One in five genetics papers contains errors thanks to Excel (2016)

Scope of the Problem

  • Gene names like SEPT2 and MARCH1 being auto-converted to dates or numbers in Excel has been known since at least 2004.
  • Studies and follow-up work show these errors are widespread in genetics papers and other domains (e.g., CUSIPs, ZIP codes, business names like “7/11”).
  • Commenters note similar issues with locale-dependent number formats, scientific notation, and CSV imports that silently mangle data.

Is Excel or the User at Fault?

  • One camp says this is fundamentally user error: Excel is a general-purpose spreadsheet, not a genetics tool, and users must understand its quirks, set column types, or use better-suited tools (R, Python, SPSS, SAS, databases).
  • Another camp argues that blaming users is counterproductive: Excel’s defaults and auto-conversions violate “principle of least surprise,” make silent, hard-to-detect changes, and encourage mistakes even among careful users.
  • There’s debate over responsibility: some emphasize UX designers and vendors should remove “footguns,” others stress user training and technical competence.

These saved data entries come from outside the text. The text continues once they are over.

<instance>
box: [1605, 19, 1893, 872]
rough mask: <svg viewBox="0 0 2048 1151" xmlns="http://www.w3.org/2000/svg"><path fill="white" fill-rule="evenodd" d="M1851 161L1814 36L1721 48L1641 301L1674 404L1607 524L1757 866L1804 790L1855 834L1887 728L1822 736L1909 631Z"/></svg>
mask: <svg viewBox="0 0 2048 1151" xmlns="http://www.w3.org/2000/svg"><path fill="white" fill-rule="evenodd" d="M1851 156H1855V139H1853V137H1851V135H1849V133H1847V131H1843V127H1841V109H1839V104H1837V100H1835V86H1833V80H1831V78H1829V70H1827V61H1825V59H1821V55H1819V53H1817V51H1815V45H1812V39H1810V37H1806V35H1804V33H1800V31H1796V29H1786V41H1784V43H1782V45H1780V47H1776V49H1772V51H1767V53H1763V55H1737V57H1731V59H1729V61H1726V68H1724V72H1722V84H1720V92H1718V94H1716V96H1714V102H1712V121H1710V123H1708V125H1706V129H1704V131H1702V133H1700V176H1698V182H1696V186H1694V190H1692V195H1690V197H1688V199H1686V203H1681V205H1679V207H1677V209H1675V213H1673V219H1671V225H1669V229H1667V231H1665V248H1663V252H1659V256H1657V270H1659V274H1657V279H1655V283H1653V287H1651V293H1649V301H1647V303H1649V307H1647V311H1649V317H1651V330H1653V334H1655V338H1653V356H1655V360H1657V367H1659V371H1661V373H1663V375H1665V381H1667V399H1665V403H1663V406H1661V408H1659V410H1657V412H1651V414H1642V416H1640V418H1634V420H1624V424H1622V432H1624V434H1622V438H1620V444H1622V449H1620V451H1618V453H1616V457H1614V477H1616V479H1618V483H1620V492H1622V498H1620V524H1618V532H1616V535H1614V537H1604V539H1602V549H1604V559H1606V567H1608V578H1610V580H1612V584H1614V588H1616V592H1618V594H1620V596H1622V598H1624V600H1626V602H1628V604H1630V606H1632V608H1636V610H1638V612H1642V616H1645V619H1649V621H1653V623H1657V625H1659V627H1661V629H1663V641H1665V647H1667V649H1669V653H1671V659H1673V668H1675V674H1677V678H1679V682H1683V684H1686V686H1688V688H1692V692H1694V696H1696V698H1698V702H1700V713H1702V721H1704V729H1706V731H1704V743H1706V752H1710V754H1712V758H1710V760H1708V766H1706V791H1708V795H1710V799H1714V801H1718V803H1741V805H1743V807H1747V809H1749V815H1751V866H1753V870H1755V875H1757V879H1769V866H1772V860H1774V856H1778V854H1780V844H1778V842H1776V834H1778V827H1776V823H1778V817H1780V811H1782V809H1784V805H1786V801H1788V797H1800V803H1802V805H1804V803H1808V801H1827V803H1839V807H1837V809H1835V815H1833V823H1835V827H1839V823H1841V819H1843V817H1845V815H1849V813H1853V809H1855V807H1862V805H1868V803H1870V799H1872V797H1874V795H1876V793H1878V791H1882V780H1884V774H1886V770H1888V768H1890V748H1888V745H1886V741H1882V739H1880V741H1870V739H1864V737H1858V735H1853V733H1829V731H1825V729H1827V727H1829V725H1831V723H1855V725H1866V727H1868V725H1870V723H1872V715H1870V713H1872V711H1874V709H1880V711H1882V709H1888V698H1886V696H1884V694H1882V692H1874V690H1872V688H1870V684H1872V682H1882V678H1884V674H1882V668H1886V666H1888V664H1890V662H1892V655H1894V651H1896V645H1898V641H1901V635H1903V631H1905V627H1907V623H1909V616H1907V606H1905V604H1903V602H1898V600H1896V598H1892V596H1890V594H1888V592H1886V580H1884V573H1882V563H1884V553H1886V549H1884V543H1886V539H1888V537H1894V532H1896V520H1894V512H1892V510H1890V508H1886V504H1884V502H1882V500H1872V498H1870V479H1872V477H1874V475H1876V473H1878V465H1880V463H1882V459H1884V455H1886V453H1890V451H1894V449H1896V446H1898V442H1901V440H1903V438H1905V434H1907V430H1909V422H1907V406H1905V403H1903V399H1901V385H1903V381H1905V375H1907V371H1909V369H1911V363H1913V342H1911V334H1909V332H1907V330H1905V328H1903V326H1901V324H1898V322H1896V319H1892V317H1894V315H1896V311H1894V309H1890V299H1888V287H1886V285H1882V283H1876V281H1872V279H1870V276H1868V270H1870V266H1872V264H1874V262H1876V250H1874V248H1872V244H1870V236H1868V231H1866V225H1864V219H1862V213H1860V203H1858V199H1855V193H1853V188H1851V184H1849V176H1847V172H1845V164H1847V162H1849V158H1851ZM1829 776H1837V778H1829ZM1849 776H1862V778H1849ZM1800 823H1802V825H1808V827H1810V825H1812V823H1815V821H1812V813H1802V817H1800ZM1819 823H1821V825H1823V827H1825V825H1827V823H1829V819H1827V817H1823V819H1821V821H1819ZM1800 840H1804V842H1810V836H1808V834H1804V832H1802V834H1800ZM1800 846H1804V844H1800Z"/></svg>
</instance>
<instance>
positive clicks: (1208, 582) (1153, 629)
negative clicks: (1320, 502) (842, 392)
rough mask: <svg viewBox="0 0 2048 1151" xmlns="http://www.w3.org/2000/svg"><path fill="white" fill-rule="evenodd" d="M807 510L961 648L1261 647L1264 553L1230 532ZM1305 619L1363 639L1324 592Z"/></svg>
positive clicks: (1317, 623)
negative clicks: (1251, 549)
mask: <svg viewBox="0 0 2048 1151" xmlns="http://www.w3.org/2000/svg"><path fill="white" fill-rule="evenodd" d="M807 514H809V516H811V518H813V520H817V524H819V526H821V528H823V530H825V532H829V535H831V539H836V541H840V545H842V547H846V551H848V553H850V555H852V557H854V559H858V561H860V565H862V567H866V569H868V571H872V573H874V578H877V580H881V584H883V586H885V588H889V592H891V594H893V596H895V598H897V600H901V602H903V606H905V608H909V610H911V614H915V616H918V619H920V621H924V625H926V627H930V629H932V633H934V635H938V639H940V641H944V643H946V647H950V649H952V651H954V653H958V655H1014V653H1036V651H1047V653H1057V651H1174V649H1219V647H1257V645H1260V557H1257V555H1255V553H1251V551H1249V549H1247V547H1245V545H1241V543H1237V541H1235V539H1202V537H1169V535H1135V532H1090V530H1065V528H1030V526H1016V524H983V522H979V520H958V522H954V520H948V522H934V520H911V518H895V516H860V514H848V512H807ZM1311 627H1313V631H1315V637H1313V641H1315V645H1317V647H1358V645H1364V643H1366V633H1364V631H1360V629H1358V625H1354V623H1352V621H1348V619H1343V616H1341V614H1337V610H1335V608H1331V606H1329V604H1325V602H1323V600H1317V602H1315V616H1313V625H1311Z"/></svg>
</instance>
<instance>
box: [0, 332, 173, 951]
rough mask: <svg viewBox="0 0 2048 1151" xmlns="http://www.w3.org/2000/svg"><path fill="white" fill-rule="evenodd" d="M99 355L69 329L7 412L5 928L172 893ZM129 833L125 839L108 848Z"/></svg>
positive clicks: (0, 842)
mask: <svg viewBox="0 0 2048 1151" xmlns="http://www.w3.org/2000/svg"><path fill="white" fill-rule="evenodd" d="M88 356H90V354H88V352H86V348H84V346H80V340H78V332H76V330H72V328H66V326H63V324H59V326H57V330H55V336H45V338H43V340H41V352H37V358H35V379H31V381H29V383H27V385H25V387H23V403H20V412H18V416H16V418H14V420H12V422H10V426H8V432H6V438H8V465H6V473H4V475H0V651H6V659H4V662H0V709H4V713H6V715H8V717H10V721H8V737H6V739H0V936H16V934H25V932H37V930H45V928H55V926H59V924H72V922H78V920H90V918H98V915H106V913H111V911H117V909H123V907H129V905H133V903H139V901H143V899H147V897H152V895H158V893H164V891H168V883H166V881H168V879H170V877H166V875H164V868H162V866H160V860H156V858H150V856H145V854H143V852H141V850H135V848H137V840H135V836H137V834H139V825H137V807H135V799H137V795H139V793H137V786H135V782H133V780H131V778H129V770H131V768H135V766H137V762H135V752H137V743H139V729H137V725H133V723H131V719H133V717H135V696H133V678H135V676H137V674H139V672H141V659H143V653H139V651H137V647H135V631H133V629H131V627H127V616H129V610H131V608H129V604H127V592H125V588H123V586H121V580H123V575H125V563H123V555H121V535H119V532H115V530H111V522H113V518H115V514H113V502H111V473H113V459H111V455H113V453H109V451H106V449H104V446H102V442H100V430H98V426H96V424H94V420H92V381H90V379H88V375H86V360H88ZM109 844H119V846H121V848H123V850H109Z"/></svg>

Design, Defaults, and Workarounds

  • Excel’s “General” type and auto-detection for dates/scientific notation are seen as major problems; users want a global “treat everything as text” or “trust my input” mode.
  • Newer Excel versions reportedly add options to limit auto-conversions, but availability and behavior across versions is unclear.
  • Common workarounds: pre-set all cells/columns to text, use the data import wizard with explicit types, never save when just inspecting CSVs, or avoid editing in Excel altogether.

Broader Reflections on Spreadsheets

  • Spreadsheets are praised as uniquely powerful, accessible “bicycles for the mind” and often better than oversimplified SaaS tools.
  • Others argue they’re misused as databases and analysis pipelines; errors scale badly, and there’s little support for testing or reproducibility.
  • Some note institutional lock-in: journals requiring XLS, coworkers standardizing on Excel, and lack of good, user-friendly database alternatives.
  • There are calls for more constrained or code-backed tabular tools, and for bringing modern software practices (testing, type systems) into spreadsheet environments.

Related Technical Quirks

  • A long subthread discusses operator precedence (e.g., -3^2 = 9 vs -9) across spreadsheets and languages, illustrating how legacy design choices persist and confuse users.